August 17, 2022 7.00 pm This story is over 22 months old

80-year-old mountain climber took own life after stopping cancer treatment

An inquest outlined the details of his death

An 80-year-old East Lindsey man, who once managed the most dangerous mountain climb in the world, took his own life after stopping treatment for prostate cancer.

Herbert Seear, known as Tony, scaled 8,091m Annapurna in Nepal – the tenth highest mountain and with a fatality rate of around one in three – because he felt “Everest was for tourists”, an inquest into his death heard.

A family statement read to the hearing in Lincoln today (Wednesday) said: “He was fascinated by anything to do with Antarctic exploration, especially Ernest Shackleston, whom he idolised.

“He would have been thrilled by the news that Shackleston’s ship Endurance had been found at the bottom of the Weddell Sea in such a good state of preservation after so many years.”

“Kind and generous” Mr Seear, a former medic who served in the Royal Navy and worked on oil rigs in Dubai, was described as “practical, resourceful and clever” but lost confidence in his abilities, such as DIY, in later life.

“He was a witty and congenial host but tired quickly of company, especially if the company coincided with the rugby,” his family said wryly.

The hearing was told that Mr Seear was prone to having dark moods, sometimes lasting for several days and often without revealing to his loved ones what had triggered them.

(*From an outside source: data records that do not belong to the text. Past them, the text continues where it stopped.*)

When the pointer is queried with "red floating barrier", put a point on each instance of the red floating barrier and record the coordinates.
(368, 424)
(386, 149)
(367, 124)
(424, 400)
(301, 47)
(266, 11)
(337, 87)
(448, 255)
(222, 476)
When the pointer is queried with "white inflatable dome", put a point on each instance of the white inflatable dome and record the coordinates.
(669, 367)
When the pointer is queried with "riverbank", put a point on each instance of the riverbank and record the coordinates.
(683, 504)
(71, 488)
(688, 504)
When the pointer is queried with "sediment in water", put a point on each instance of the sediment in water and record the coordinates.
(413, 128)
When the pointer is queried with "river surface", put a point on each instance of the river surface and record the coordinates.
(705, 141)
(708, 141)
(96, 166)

On the night before he died on February 22 this year, he had asked his family about their wishes in the event of their passing. It was said that he seemed unsatisfied with the outcome and went on to have a poor night’s sleep, waking in a dark mood.

Later in the day, his partner found what she took to be a suicide note and a search for Mr Seear was undertaken by police.

His body was found in his car in a remote place about a mile from his home in Church Lane, Marshchapel.

Mr Seear had been diagnosed with prostate cancer in 2017 and had stopped radiotherapy treatment because of the side effects.

He had lived his life and was more likely to die with cancer than of it, he had told his family.

Acting senior corner for Lincolnshire, Paul Smith, concluded that Mr Seear’s death was suicide.